In this project, we aim at developing and testing experimentally in an integrated platform validation tests capable of addressing certification against partial photon distinguishability. In particular, we will investigate the adoption of Machine learning protocols for such task, being the latter algorithms particularly suitable to deal with large data sets and to find hidden patterns. The obtained results are expected to increase the current state-of-art capability of verifying Boson Sampling computation, and are expected to be of significance for certification of other quantum computation and simulation platforms.
The aim of this project is to develop and test experimentally a validation test, based on Machine learning techniques, capable to address partial distinguishability in Boson Sampling experiments. Certification of quantum devices solving such problem is a fundamental task, in particular when dealing with a progressive increase of the system size (number of photons and modes) towards reaching the regime of quantum advantage. Indeed, in the latter scenario trivial methods cannot be applied, since it is not possible to calculate the expected output distribution neither to acquire sufficient data samples for its experimental reconstruction.

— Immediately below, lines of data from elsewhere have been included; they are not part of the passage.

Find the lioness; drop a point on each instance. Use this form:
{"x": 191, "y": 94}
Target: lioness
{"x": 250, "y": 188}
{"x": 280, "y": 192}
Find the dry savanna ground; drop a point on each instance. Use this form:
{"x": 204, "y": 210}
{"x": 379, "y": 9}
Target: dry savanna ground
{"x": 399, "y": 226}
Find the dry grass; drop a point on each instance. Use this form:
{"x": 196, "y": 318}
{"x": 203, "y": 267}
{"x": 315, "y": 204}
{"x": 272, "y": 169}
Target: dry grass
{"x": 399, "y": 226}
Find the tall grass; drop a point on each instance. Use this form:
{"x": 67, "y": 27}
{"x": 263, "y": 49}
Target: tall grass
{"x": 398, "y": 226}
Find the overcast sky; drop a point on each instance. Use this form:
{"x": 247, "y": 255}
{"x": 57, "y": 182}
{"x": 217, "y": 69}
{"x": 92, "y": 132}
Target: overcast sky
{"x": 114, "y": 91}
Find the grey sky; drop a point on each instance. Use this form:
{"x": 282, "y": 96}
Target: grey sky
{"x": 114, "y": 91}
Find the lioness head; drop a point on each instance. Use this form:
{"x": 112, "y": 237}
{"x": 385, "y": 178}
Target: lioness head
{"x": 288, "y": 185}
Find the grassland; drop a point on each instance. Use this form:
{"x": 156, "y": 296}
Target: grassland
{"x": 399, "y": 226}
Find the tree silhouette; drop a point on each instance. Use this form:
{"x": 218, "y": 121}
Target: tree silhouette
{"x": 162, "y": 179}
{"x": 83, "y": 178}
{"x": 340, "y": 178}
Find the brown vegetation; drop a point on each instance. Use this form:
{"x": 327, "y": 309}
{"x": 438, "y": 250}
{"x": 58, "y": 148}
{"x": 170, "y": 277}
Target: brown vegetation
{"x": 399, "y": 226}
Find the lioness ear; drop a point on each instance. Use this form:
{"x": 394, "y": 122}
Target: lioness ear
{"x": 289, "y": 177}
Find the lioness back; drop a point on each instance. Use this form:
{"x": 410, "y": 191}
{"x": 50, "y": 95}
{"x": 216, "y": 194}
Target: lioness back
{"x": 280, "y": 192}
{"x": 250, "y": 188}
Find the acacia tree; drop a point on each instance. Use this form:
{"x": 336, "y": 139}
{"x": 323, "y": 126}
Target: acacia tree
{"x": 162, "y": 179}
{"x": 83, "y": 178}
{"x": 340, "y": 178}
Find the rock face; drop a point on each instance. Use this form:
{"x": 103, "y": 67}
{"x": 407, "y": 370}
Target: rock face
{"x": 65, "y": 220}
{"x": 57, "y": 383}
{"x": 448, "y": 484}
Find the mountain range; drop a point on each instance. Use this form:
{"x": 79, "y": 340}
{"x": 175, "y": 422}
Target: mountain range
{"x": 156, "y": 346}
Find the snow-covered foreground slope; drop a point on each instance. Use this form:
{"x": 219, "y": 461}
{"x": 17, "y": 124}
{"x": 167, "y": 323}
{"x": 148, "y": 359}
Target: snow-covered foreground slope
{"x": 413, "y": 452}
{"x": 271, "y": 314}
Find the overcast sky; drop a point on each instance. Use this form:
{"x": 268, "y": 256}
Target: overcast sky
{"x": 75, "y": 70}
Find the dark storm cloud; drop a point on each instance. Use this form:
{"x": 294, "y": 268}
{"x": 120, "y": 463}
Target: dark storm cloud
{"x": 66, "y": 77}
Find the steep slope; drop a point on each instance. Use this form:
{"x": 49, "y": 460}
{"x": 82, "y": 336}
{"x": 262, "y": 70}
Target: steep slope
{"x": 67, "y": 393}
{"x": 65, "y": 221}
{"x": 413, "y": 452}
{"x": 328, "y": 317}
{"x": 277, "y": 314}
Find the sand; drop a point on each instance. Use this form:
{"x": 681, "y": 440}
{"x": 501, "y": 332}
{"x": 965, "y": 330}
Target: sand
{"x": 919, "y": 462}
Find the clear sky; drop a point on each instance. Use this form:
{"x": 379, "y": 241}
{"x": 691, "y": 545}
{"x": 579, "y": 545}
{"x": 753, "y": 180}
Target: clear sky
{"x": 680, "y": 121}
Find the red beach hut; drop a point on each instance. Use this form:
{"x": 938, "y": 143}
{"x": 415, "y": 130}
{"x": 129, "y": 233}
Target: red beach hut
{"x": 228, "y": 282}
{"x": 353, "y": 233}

In particular, it is necessary to be able to recognize the presence of the most common sources of experimental imperfections in the output of a Boson Sampling experiment, with particular emphasis to those errors that spoil the complexity of the calculation. While losses or circuit errors can be characterized in advance directly on the implemented device, partial photon distinguishability has to be characterized directly on the measured data to avoid changing the experimental apparatus. Given the capability of Machine Learning protocols to handle large data sets and find hidden pattern without requiring a priori information on the system, we will apply such class of algorithms for Boson Sampling certification.
The expected outcome of this project will be a novel class of validation tests for partial photon distinguishability, capable to operate directly on the collected data without requiring additional resources or different input transformations. This capability of working directly on the detected data will be a significant feature, since it will avoid changing the experimental system for the certification process and thus it will not add any loophole due to this modification.
The results expected from this project will represent a boost in the capability of verifying the output of Boson Sampling experiments. Indeed, given the very complexity of the problem, it is expected that certification of such class of sampling problem will require a complex toolbox of protocols and algorithms [3,5], while no single algorithm will be capable to perform full certification [1]. Within this toolbox, each protocol will address a specific source of error in the experimental apparatus, thus providing a sequence of tests capable to lead to a progressively more refined and stringent certification of the quantum device. This will allow to progressively exclude all main sources of physically-motivated error models, thus increasing the confidence that the quantum device is working properly.
Furthermore, the application of Machine learning for Boson Sampling experiments will also be a demonstration of the potential application of this class of algorithms in validation tasks for other platforms. Indeed, certification and benchmarking of quantum systems is an ubiquitous task, which is common to different quantum computation and simulation problems [5], as shown in the recent experimental showing quantum supremacy with superconducting qubits [42].
[42] F. Arute, et al., Nature 574, 505-510 (2019).